Did authorities miss a chance to keep Canadian out of deadly Algerian terror attack?

The War on Terror often is a story of missed opportunities.

Even as the hunt for the remaining suspect in the Boston Marathon bombings pushes forward, American authorities will be trying to piece together the movements of the attackers in the weeks and months leading up to the attack.

They'll want to know if these suspects were on the radar, anywhere. If there was any good intelligence about them that could have prevented last weekend's carnage. The "if only" factor.

Probably there'll be some of that second-guessing after news that one of two Canadian home-grown terrorists killed in January's deadly attack on an Algerian gas plant could have avoided his deadly fate.

CBC News has discovered Ali Medlej, one of four young men from London, Ont., thought to have left Canada to become jihadists, was in custody in the African country of Mauritania a year ago. But he was released by authorities without Canadian officials even knowing he'd been arrested.

Medlej, 24, and his his high-school buddy Xristos Katsiroubas died during the four-day takeover of the facility in the Algerian desert by a group believed to be connected with al Qaeda. The attack left 37 hostages and 29 jihadist fighters dead. Authorities believe the two Canadians blew themselves up as Algerian forces retook the plant.

[ Related: Fourth Canadian sought following Algeria attack ]

According to sources tapped by CBC News, Medlej and another Canadian, Aaron Yoon, were arrested in a roundup of suspected al Qaeda supporters in late 2011.

Yoon, another classmate of Medlej, is still in jail after being sentenced last year to two years for being associated with a terrorist organization. He has denied any terrorist involvement or connection to the Algerian attack.

But CBC News learned Medlej was freed after spending 40 days in custody and being interrogated by Mauritanian investigators. He was, according to CBC, simply released into the desert of the West African country and just slipped away.

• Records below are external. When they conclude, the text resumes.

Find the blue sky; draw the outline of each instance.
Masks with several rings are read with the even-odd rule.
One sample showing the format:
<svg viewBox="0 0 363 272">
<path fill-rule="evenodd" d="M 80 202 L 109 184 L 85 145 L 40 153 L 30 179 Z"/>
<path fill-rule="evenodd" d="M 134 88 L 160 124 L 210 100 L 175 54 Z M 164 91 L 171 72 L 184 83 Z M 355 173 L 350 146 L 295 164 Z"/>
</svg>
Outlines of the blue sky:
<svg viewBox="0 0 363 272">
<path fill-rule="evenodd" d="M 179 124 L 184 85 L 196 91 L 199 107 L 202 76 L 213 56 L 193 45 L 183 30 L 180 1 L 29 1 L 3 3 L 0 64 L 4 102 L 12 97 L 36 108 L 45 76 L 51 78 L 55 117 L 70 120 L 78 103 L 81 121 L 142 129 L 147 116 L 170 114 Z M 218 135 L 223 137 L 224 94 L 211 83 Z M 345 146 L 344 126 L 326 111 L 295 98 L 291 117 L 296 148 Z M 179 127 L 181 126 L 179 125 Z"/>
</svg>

The CBC investigation discovered Canadian diplomats, who are normally informed when a citizen is in foreign custody, were never told the Mauritanians had arrested Medlej, neither by officials there nor his family in Canada.

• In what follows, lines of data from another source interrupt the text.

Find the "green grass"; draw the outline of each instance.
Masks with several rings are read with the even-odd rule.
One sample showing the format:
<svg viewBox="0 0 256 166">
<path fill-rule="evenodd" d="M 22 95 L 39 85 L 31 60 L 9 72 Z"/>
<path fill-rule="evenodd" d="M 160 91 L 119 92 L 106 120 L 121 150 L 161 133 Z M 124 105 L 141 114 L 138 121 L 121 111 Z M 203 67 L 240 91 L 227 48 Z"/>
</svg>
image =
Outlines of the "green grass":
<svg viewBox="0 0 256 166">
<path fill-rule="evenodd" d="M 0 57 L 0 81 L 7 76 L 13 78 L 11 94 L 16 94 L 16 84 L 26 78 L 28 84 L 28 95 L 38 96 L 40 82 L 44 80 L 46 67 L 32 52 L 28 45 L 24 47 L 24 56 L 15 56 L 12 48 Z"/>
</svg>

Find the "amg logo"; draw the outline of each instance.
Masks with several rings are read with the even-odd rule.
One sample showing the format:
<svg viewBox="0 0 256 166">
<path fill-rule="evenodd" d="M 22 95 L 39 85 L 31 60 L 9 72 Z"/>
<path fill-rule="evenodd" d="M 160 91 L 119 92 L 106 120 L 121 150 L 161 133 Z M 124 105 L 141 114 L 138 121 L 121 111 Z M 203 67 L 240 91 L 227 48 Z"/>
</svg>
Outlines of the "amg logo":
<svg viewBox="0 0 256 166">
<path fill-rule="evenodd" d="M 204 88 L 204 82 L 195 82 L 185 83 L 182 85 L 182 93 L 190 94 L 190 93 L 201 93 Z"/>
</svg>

By the time they found out, Medlej had vanished, presumably to connect with the group that ultimately attacked the gas plant in neighbouring Algeria.

So, did someone drop the ball, as the CBC story suggests? Would a call from Mauritanian officials to their Canadian counterparts have changed Medlej's fatal path?

[ Related: Friend of Canadians in Algerian attack studied at Mauritanian religious school ]

According to CBC News, both the Canadian Security Intelligence Service (CSIS) and the RCMP were looking into the young men before they left Canada.

CSIS agents apparently interviewed their family, friends and acquaintances as far back as 2007, when they were still in their teens. The RCMP began a criminal investigation and conducted interviews last year, after the group had left the country.

The post-mortem review of how those agencies handled their files on the London group probably won't be made public, so we may never learn what, if any, mistakes were made.

But the problem for police and intelligence organizations is that the resources they'd need to track every young Canadian who spent time on a jihadist web site or lent a sympathetic ear to a known militant would have to be immense.

As CBC News said in its story, police had no grounds to step in because the young men had done nothing wrong here. And tracking their movements once they left Canada became even more difficult.

A call to Canadian authorities from someone in Mauritania or a member of Medlej's family might not have prevented the Algerian attack but it might have kept him in custody like Yoon.